Tout le film repose sur ce doute. Et c’est là que Panahi montre toute sa force. Il ne cherche pas à trancher. Il filme des hommes perdus, enfermés dans leurs souvenirs abîmés. Sa caméra est directe, sans fioritures. L’ambiance fait penser à une pièce de théâtre. Un huis clos étouffant. Pas de musique. Une lenteur assumée. Chaque geste, chaque regard prend du poids. On retient son souffle comme dans une salle sans fenêtres. On pense à Beckett. À 12 Angry Men, pour la tension entre les personnages. À Rashomon, pour les souvenirs qui se contredisent. À Haneke aussi, pour sa façon de filmer sans détour. Mais Panahi reste lui-même, avec sa voix unique, obstinée, profondément liée à l’Iran. Il connaît la peur et le silence forcé. Et il les filme de l’intérieur.


L’affiche du film «Un simple accident», Palme d’or. Cannes 2025. © DR

Sans surprise, les critiques ont largement salué la force du film. Peter Bradshaw, dans The Guardian, parle d’une émotion rare, entre violence d’État et quotidien ordinaire. Le Monde souligne la manière directe dont le film aborde son sujet, en lien avec le mouvement « Femme, vie, liberté » en Iran. France Culture, de son côté, met en avant la sobriété de Panahi, sa façon de filmer un visage, un silence, une lumière.

Depuis 2010, les autorités iraniennes lui interdisent de filmer. Mais il n’a jamais arrêté. De Ceci n’est pas un film (2011), tourné dans son appartement, à Taxi Tehran, il a toujours trouvé un moyen de contourner l’interdit, transformant chaque image en geste de résistance. C’est un simple accident, coproduit avec des sociétés françaises et luxembourgeoises, finalisé à Paris, est sans doute son film le plus fort. Parce qu’il ne cherche ni à accuser ni à expliquer. Il montre. Et il laisse le doute s’installer. Certaines actrices y apparaissent sans voile, en défi silencieux aux lois de la République islamique.

Et Cannes? Cette année, le festival ressemblait à un drôle de mélange: des stars en velours sur fond de chaos, une montée des marches sous la menace du climat, des cocktails et des sabotages. Mais il gardait aussi quelques repères solides. Revoir Claude Lelouch était un plaisir en soi.

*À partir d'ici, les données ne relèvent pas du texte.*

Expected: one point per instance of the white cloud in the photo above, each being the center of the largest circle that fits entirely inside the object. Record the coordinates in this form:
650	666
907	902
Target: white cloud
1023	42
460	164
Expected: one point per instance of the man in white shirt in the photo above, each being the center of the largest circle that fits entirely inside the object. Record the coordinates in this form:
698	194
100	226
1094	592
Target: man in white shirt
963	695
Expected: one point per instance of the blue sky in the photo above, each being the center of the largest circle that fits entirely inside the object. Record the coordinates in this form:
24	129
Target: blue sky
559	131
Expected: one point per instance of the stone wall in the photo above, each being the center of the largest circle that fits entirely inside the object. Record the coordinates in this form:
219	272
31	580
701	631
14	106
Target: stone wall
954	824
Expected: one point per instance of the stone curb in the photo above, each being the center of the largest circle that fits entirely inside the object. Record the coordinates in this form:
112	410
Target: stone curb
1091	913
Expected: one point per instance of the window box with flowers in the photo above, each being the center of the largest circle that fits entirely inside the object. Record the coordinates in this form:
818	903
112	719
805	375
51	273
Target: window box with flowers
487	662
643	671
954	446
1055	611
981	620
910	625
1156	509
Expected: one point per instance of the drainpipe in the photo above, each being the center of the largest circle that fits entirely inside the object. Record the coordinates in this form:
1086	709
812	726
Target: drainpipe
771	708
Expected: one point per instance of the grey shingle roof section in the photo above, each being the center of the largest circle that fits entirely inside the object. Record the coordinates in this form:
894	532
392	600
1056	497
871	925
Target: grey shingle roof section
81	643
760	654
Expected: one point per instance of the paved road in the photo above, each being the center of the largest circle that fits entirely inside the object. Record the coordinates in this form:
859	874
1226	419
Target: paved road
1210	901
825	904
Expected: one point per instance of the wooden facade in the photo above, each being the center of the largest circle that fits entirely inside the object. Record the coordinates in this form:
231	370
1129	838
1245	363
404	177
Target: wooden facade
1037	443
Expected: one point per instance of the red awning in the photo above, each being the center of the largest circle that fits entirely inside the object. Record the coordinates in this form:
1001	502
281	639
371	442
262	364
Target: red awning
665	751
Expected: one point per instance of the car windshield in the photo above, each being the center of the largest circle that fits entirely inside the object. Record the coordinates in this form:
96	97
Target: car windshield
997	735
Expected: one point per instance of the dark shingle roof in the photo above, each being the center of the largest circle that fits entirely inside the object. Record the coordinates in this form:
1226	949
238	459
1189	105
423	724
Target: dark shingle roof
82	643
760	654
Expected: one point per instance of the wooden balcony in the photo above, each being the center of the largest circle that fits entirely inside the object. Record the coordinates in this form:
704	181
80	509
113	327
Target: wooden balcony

Et entendre sa voix sur France 2 déclarer: «Le metteur en scène est au cinéma ce que la rampe est à l’escalier», «On ne dirige pas de grands comédiens, on les dose», ou encore «Les metteurs en scène sont des metteurs en vie. Le cinéma est un rêve absolu», c’était comme retrouver une pensée oubliée. C’est peut-être cela aussi, Cannes, des films qui nous remuent et des visages qui nous rassemblent.

Ce soir-là, les projecteurs du Palais se rallumaient lentement. Était-ce le retour du courant officiel ou le souffle prolongé des groupes électrogènes? Nul ne semblait vraiment le savoir. Mais sur scène, dans cette lumière revenue d’on ne sait où, Jafar Panahi, ému et fier, revendiquait le cinéma comme un geste qui ne demande pas la permission. Il lançait alors ces mots, comme un ultime vœu de dignité partagée: «Parvenons ensemble à ce que personne n’ose nous dicter ce qu’il faut mettre comme vêtement, ce qu’il faut dire, ce qu’il faut faire.»